In Sweden, Stefancyk looked at ways of assessing patients’ pain levels. She and four other students helped write a 30-item survey questionnaire, interviewed patients in the hospital, and analyzed the data. The experience in Sweden helped convince Stefancyk to continue in school. She plans to enroll in a PhD program this year. “We were working with people at the top of their game in Sweden,” she says of the research she saw. “It made me want to do what they were doing and that requires a PhD and a research background.”

Hopkins is not alone among nursing schools looking to expand their horizons outside the United States.

The shortage of nurses both here and abroad is creating pressure for more and bigger nursing programs, and foreign institutions often come to America for assistance.

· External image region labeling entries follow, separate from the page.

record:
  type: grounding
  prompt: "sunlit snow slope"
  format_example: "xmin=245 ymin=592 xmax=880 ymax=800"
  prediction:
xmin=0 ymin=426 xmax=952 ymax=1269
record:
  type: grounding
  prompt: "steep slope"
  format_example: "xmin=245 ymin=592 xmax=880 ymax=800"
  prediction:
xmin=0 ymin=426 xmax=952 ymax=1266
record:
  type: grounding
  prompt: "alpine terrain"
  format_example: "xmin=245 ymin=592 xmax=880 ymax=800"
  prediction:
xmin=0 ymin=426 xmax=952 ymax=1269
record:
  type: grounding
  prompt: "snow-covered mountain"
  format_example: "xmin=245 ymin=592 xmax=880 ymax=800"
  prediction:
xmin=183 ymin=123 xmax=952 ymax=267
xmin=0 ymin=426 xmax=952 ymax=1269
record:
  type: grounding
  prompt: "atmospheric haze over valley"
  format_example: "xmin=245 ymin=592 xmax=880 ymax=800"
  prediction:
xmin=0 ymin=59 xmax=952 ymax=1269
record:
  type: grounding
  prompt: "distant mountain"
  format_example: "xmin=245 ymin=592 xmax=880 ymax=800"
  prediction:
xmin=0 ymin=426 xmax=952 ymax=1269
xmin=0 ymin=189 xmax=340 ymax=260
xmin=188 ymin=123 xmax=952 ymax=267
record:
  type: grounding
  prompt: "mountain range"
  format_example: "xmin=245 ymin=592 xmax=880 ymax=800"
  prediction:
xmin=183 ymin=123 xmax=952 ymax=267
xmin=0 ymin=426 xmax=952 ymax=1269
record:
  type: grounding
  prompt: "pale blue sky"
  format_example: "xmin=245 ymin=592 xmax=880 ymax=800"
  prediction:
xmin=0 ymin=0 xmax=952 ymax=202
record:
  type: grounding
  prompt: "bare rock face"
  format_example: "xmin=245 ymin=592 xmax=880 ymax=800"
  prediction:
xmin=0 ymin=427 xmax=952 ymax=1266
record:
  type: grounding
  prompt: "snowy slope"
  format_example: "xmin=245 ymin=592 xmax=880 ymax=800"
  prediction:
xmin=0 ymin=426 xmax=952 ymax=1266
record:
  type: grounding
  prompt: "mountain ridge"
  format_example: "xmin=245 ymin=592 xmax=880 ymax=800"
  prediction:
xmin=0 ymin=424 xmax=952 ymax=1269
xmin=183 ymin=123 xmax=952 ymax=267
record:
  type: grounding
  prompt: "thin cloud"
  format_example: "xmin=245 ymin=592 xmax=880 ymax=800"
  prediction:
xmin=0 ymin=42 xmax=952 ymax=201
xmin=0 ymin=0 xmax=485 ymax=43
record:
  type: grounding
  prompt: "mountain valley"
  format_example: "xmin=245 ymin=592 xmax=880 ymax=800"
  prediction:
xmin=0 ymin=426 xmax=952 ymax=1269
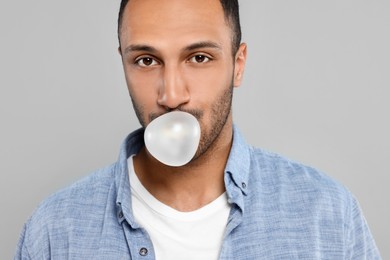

Officials at the American Association of Colleges of Nursing in Washington, DC say they receive a steady stream of requests from foreign nursing schools seeking a partnership with an American school on such matters as faculty or curriculum development.

While some American nursing schools have neither the staff nor funding to explore such projects, others are eager to take on international projects.

The University of California, San Francisco School of Nursing collaborates with the University of Puerto Rico to oversee research studies into quality-of-life issues for patients with HIV/AIDS. And the University of Michigan School of Nursing has worked since 1996 with the Peking University School of Nursing, helping establish a nursing-led teaching clinic among other projects.

Shake Ketefian, director of the Office of International Affairs in Michigan’s nursing school, says it was important to pick only projects that would pay dividends for both Michigan and its partners overseas. “It needs to be of mutual benefit,” Ketefian says. “If we get a request that isn’t going to enhance our mission in any particular way, we will decline it.”

Although the opportunities seem boundless, nursing leaders with experience in international work are quick to advise thoughtful decision making. Rita M. Carty, former dean of George Mason University nursing school and secretary general of the Global Network of the World Health Organization Collaborating Centers for Nursing and Midwifery, applauds Hopkins for moving forward with international work but advises the school to be judicious in its ambitions. “Any work you do, you need to have the strength and expertise,” Carty says. “It’s always better to know what you can do. It’s better to do one job well than 10 jobs poorly.”

Dean Hill understands that message.

“One of our charges is to be very strategic and selective,” she says. “We can’t spread ourselves too thin, and we have to be financially as well as professionally responsible.”

Tom Waldron is a freelance writer based in Baltimore.